I have a gpgpu program using the driver api that does some of the pre-calculation on the cpu. In this regard, the gpu load is about 80%. And this cannot be changed. Therefore, I made it so that two copies of processes/threads were launched on one gpu. At the same time, the gpu load increased to 100% and, in connection with this, the calculation speed increased. However, I recently tested this application on an RTX 4070ti and noticed that despite the fact that the load on the gpu when starting two processes/threads still increases, the computational speed is less than when one process/thread is started.
This is weird. Perhaps now kernels from different processes are being executed in a time-sliced rather than round-robin behavior?
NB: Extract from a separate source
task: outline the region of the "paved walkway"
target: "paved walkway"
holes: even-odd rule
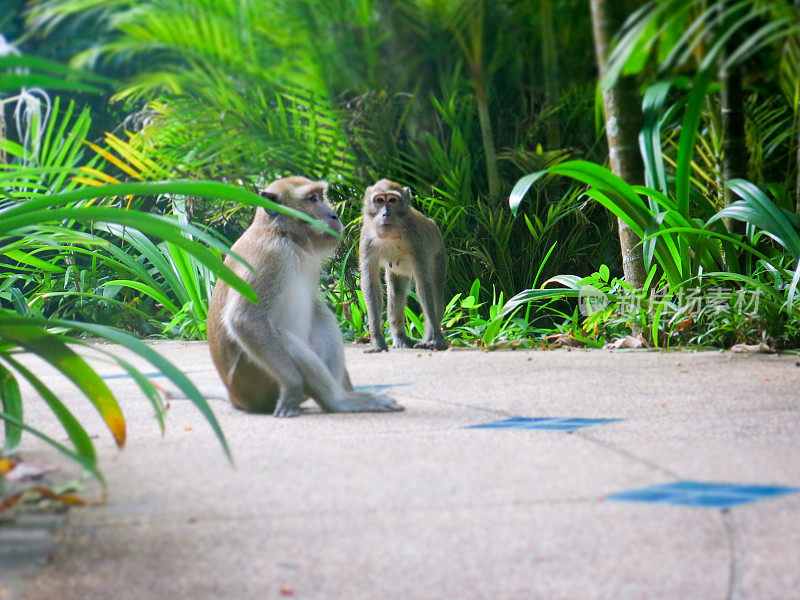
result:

How can this be explained? And how to avoid this performance degradation?
Update. Using Nsight Compute on RTX4070 i can see that when one process is executed on GPU, kernel duration is 0,98 msec. When other process started on the same GPU in parallel, then duration of the kernel execution in the first process is 2,25 msec.
On RTX2070 kernel duration does not change if two processes working or the only one.
It seems that on RTX4070 kernels are executed in a time-sliced manner. And maybe that’s why, though gpu load growth, the calculation speed decreased?
Is it possible to change this behavior.
Any thougths ? Somebody?
You don’t have any direct control over whether time-slicing or round-robin is used as a context-switch/sharing mechanism when multiple processes are used.
It’s certainly possible or imaginable for me that if you observed a round-robin kernel execution scheme, and compared it to a time-sliced context switching scheme, that the wallclock kernel duration itself could be longer in the time sliced case.
I guess if I were dealing with this, I would seek to either issue the work from the same process, or else to use MPS.
To be clear, I have no idea what is happening in your case. It’s not possible to discern anything from the information provided.